Fausto, como Swedenborg, reivindica la magia y halla la luz.
Creo que este relato me lo han susurrado en sueños Borges y Goethe.
Tal vez ambos se hayan amado de alguna manera en la Tierra y hayan formado hoy un solo ángel en los cielos de Swedenborg.
IV. Knokke y el reloj de arena
Aquella mañana me desperté con un poco de fiebre en el número veinte de la calle Fincentlaan. Había alquilado una kot en Knokke, una pequeña ciudad de la costa belga a la que había llegado huyendo la noche anterior.
Había soñado que el doctor Gaillet se paseaba por las calles de Santiago de Compostela. Buscaba una calle, una dirección determinada, pero se equivocaba y se metía en otra. Se sentía perdido y una herida negra brotaba en su pecho como el estigma implacable del fracaso de sus andanzas. Se ponía a gritar como un loco y decía que iba a matarnos a todos.

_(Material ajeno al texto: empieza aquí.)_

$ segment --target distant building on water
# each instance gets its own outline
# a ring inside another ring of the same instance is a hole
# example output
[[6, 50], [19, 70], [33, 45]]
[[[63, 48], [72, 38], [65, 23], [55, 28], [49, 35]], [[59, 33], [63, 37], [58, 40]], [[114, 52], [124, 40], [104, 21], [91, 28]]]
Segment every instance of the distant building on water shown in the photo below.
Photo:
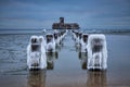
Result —
[[77, 23], [64, 23], [64, 17], [60, 17], [60, 23], [53, 23], [53, 29], [78, 29]]

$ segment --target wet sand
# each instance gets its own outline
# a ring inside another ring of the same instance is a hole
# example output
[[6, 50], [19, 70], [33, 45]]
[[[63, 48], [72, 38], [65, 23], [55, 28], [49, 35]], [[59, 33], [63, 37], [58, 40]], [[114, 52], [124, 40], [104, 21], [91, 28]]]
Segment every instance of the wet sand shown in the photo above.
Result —
[[106, 35], [108, 69], [86, 69], [86, 55], [79, 58], [72, 36], [58, 47], [57, 55], [48, 55], [48, 69], [29, 72], [26, 47], [31, 35], [0, 35], [1, 87], [130, 87], [130, 35]]

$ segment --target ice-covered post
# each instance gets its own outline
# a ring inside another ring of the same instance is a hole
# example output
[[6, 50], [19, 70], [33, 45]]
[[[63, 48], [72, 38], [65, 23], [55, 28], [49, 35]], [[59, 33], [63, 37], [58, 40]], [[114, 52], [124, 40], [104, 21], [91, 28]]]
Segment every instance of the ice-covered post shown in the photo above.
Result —
[[88, 70], [107, 69], [106, 38], [103, 34], [92, 34], [88, 38]]
[[27, 47], [27, 65], [29, 70], [47, 67], [47, 57], [43, 37], [31, 36]]

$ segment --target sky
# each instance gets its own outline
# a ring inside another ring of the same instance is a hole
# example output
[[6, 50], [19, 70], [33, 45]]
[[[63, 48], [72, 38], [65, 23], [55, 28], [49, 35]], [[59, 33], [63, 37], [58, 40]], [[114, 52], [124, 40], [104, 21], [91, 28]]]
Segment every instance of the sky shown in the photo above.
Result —
[[0, 0], [0, 28], [52, 28], [61, 16], [81, 28], [130, 29], [130, 0]]

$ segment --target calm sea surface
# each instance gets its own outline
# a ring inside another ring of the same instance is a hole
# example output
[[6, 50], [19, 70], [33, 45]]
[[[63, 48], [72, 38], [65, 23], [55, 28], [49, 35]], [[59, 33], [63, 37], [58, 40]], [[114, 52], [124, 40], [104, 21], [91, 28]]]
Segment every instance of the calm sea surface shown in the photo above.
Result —
[[0, 35], [0, 87], [130, 87], [130, 35], [106, 35], [108, 69], [104, 72], [86, 69], [87, 57], [79, 57], [69, 33], [57, 55], [48, 55], [47, 70], [29, 72], [26, 48], [30, 36]]

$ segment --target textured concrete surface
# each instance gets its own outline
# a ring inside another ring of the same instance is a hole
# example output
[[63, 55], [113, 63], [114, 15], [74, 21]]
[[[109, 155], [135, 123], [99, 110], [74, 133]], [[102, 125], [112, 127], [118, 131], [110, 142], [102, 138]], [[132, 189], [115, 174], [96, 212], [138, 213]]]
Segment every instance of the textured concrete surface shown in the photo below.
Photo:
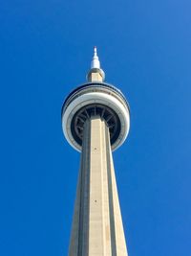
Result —
[[109, 129], [99, 116], [84, 125], [70, 256], [127, 256]]

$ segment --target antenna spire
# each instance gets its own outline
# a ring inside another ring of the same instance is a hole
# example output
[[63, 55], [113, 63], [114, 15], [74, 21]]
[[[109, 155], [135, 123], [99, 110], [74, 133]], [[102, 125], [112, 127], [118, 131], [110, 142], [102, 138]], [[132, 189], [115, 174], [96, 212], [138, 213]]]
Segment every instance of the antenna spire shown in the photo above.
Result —
[[100, 62], [96, 53], [96, 46], [94, 47], [94, 56], [93, 56], [93, 60], [91, 62], [91, 69], [92, 68], [100, 68]]

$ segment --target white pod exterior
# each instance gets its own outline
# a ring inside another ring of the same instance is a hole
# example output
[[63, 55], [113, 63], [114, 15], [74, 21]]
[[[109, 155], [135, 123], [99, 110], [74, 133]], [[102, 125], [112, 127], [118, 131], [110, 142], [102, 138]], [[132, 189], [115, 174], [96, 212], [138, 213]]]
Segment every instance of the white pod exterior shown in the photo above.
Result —
[[99, 114], [111, 128], [115, 151], [125, 141], [130, 128], [129, 105], [122, 93], [106, 82], [91, 82], [74, 90], [62, 107], [62, 128], [69, 144], [81, 151], [80, 130], [86, 118]]

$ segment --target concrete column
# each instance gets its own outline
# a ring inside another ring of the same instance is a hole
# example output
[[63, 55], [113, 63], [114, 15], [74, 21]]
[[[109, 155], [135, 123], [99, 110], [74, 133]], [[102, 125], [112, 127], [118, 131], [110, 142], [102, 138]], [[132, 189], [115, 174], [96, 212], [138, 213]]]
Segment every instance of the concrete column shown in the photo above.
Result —
[[86, 121], [70, 256], [127, 256], [109, 136], [99, 116]]

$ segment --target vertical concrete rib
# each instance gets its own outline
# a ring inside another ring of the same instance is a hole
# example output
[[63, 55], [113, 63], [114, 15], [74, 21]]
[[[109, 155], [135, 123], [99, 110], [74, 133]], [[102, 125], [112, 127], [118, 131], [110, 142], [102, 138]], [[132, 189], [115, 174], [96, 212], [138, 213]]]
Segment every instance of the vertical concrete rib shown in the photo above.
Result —
[[109, 136], [99, 116], [86, 121], [70, 256], [127, 256]]

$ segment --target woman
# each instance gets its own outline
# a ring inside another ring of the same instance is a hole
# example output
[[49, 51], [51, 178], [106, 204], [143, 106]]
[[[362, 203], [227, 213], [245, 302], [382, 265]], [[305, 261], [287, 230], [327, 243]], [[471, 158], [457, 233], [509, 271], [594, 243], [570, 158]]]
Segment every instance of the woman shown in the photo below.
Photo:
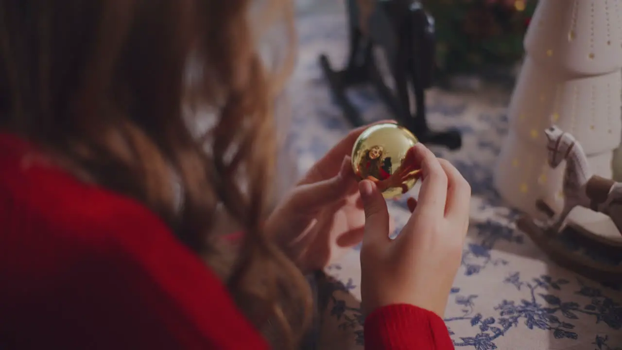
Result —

Evoqué mi sueño con un vago desasosiego por lo ocurrido la noche del viernes, pero enseguida me sentí bien, protegida por las mantas cálidas de aquella habitación que parecía un escaparate de una tienda de decoración de charme. Me preparé un té y leí un poco La colmena en la cama. Doña Rosa seguía ahí con «sus manos gordezuelas apoyadas sobre el vientre, hinchado como un pellejo de aceite, la imagen misma de la venganza del bien nutrido contra el hambriento. ¡Sinvergüenzas! ¡Perros! De sus dedos como morcillas se reflejan hermosos, casi lujuriosos, los destellos de las lámparas». La presencia de Doña Rosa emergiendo de las páginas del libro como un náufrago en tierras turbias y desconocidas me produjo una sensación envolvente de placidez y sosiego.
A las nueve y media me precipité escalera abajo, ávida de aire fresco. Los dueños de la casa en la que alquilaba el kot me prestaron su bicicleta. Era una pareja de músicos. El hombre se llamaba Heens y era profesor de piano, y su mujer, Alexandra, de violonchelo. Tenían dos viejos perros carlinos y, como buenos habitantes de Knokke, coleccionaban barcos en botella. Me sentía bien allí y hubiese querido quedarme mucho más tiempo, pero una vez mis pies entraron en contacto con los pedales del vèlo holandés ya no pude parar. Bajo una llovizna obstinada, pedaleé y pedaleé hasta llegar a Holanda. Fueron, ida y vuelta, siete horas solo interrumpidas por dos pausas de largas caminatas a la orilla de la mer du Nord.
Era un día gris de octubre y el agua tenía ese color verde antiguo y agrietado de pared de hospital psiquiátrico. Una de las estatuas de Jean Michel Folon emergía entre las olas. Es la estatua de un hombre con el cuerpo lleno de agujeros, tal vez un soldado que se encamina hacia la muerte tras haber sido alcanzado por las balas. El hombre se repliega sobre sí mismo y en un gesto de dolor se enfrenta a la última ola de su vida. Esa estatua me parece el arquetipo del hombre belga. Observándola pensé en el doctor Gaillet. Podría ser él replegado sobre sí mismo, agujereado en cuerpo y alma por los sufrimientos y tormentos de un pasado tortuoso. Desdichadas infancias bajo un cielo tan bajo que se mete en el cuerpo como el espíritu de un muerto.
El doctor Gaillet soñaba a veces que iba andando por una calle y que a la vuelta de la esquina se encontraba consigo mismo; entonces se despertaba muerto de miedo. El verano pasado, como si me hubiese contagiado de sus sueños como de un mal virus, tuve el mismo sueño. Iba andando yo por las calles de un pueblo de infancia y, al doblar la esquina, aparecía él. Estaba a punto de gritar cuando un vértigo seco me despertó de golpe a su lado.